世界を魅了する日本の妖怪たち
21世紀の今、日本の妖怪は国境を越えて世界中で知られる存在になり、外国人のファンも多い。
ある海外メディアは、日本のモンスターが世界を「侵略」し、アニメやマンガ、映画やテレビ、ゲームなどを通じて、子供たち(そして多くの大人たち)の生活に入り込んでいると報じた。
Japanese monsters have invaded the world. Through anime and manga, film and television, video and computer games, they have infiltrated the lives of children (and a great many adults).
こうしたモンスターの多くは伝統的な妖怪がモデルだ。

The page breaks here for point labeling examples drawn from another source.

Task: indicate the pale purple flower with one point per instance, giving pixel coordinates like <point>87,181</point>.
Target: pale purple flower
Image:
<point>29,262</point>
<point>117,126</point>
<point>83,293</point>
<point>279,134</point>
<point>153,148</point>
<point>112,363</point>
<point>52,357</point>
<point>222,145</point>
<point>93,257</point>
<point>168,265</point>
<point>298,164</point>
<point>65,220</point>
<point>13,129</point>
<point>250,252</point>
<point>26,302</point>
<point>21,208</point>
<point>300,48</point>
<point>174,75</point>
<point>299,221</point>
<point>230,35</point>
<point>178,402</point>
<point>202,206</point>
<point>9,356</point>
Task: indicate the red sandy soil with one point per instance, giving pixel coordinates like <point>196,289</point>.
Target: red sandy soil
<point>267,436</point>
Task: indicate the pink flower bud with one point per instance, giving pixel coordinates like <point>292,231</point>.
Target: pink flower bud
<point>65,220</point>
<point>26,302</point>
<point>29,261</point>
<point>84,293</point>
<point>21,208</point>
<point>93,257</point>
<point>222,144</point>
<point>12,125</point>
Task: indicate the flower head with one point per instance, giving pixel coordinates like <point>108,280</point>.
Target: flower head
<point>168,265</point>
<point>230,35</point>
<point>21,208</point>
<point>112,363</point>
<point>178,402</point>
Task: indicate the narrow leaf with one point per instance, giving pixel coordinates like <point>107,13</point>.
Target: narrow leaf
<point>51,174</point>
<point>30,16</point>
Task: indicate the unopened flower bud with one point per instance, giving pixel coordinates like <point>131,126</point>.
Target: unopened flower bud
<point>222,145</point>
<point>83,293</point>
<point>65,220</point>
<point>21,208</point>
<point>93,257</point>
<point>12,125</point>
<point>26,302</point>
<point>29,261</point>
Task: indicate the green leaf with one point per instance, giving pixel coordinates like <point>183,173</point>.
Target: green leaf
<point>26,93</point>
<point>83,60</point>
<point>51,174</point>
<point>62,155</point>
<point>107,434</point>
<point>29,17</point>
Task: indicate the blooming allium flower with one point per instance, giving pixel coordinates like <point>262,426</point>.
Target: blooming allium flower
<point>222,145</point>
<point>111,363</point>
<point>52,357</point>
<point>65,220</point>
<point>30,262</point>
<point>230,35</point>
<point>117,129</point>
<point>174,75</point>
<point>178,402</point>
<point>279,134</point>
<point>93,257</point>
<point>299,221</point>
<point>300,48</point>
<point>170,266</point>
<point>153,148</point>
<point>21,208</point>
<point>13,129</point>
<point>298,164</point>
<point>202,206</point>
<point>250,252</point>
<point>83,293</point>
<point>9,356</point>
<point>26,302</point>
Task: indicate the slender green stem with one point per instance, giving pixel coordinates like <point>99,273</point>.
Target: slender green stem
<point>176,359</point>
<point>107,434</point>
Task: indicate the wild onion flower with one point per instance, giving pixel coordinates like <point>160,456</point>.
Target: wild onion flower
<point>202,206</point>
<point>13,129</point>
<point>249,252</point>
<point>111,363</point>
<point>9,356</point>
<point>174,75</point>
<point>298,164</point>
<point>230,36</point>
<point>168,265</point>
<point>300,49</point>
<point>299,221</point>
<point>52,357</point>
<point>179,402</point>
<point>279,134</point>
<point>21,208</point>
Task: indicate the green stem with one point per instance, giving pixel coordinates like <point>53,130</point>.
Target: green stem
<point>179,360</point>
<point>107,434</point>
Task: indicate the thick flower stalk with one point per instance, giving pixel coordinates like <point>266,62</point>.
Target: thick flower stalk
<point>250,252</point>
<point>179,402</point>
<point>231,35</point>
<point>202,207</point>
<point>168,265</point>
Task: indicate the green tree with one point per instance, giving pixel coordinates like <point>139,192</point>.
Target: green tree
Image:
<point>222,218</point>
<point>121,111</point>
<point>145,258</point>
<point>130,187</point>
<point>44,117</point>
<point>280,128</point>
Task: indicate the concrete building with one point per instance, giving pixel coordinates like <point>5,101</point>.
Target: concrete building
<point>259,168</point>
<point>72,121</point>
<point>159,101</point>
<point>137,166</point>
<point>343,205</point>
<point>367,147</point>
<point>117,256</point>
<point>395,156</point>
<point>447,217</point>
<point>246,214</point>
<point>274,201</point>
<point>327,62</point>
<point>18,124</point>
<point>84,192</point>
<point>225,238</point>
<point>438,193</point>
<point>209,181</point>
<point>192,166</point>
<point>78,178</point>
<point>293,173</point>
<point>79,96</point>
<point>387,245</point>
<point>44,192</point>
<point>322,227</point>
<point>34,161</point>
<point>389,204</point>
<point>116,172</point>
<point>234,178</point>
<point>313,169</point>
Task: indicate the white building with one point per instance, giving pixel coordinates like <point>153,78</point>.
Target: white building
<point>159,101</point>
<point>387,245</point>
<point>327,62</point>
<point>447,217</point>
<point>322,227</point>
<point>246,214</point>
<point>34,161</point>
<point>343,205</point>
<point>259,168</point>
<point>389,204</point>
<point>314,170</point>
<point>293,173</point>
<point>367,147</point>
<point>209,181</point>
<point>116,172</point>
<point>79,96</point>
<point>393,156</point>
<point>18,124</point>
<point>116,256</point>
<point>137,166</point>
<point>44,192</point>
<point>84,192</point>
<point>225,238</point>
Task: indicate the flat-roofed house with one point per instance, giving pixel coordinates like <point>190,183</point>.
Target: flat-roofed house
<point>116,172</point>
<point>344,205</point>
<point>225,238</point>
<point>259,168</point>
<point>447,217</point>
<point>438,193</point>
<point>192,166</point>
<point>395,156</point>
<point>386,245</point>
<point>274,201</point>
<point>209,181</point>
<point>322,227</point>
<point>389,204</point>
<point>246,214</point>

古くから伝わる妖怪の誕生には、実は当時の日本人が抱いた「ある感情」が深く関わっている。
ぬらりひょん、座敷わらし、海坊主、一反木綿(いったんもめん)いった妖怪は昔から有名で、コロナ禍では「アマビエ」さんが奇跡の復活をはたして大ブレークした。
しかし「虎狼狸(ころうり)」という妖怪を知っている人は少ない。
日本の妖怪がどのようにして生まれたのか?
その答えのひとつが、この虎狼狸という妖怪に隠されている。

明治初期に発行された錦絵新聞に描かれた「虎狼狸獣」
昔の日本人が考えた病気の正体
大昔、病気が目に見えない「ウイルス」で起こると知らなかったころ、日本人は災厄の原因を「鬼」や「悪神」のしわざと考えた。
そのため平安時代の人々は、密教の力で「魔」を祓おうとした。
「日本人 vs 病気」の歴史 空海の密教と高橋理明のワクチン
また、比叡山延暦寺の僧侶・良源(912年-985年)はすさまじい法力の持ち主で、病魔を退散させたという。そのため、彼が鬼の姿になった「角大師」のお札を貼れば、疫病を防げると信じられていた。

明治時代のコレラ対策と「虎狼狸」
7月14日は「検疫記念日」だ。
1879年(明治12年)のこの日、日本初の伝染病予防の法令「海港虎列刺病(コレラ病)伝染予防規則」が公布された。
明治時代にアメリカの学者モースが来日し、東京大学で働いていたころにコレラが流行したた。
モースは日記に「アジア虎疾(コレラ)」と書き、日本人の徹底さに舌を巻いた。
*「虎列剌」の表記が「コレラ」になったのは大正時代になってから。
当時、東京には5、6万台の人力車があり、車夫は塩化石灰の一箱を持たされ、街のいたるところにまいていた。
大学(おそらく東大)の朝もこんな感じだったという。
毎朝、小使が大学の廊下や入口を歩いて、床や筵に石炭酸水を撒き散し、政府の役人は、内外人を問わず、一人残らず阿片丁幾、大黄、樟脳等の正規の処方でつくった虎疫薬を入れた 小さな硝子瓶を受取る。
「日本その日その日 (モース エドワード・シルヴェスター)」
政府から渡された虎疫(コレラ)の薬にはいつ、どのように服用するかの英語の説明もあったという。
1884年にドイツの細菌学者コッホによってコレラ菌が発見されると、効果的な防疫体制が強化され、コレラの世界的流行は消えていった。
しかし、江戸時代末期の日本人はまだそれを知らず、病気を「虎狼狸」(ころうり)という妖怪のしわざと考えた。
「コレラ」という響きから、虎、狼、狸が合体した姿だと想像されたのだ。

恐怖が生み出した「目撃談」の連鎖
科学が発達していなかった時代、病気を妖怪のせいにするのは自然なことだった。すると江戸でコレラが流行すると、「虎狼狸が現れた!」という話が出回るようになる。
たとえば、1862年に江戸でコレラが大流行したとき、あるコレラ患者が快方に向かうと、イタチのような獣が現れたから、住民が木の棒(薪)で叩き殺したという話がある。
また、コレラに感染した人の家から、同じような獣が家から出て行くのが目撃されたり、亡くなった遺体から、同様の獣が飛び出したりしたという目撃談が次々と登場した。
正体のわからない病で人が死んでいく恐怖が「虎狼狸」を作り出し、その恐怖がさらに偽の目撃談を生むという悪循環が起きたのだ。
不安から「文化」へ変わる妖怪
未知のものに対する不安や恐怖から、生み出された妖怪は多いはずだ。「俺は見た!」という噂の発生源も同じだろう。
そんなふうに誕生した妖怪たちが、現代では世界中の人々をワクワクさせる日本文化になっている。ただ、死の恐怖から生まれた「虎狼狸」が愛されキャラになるのは、少し難しいかもしれない。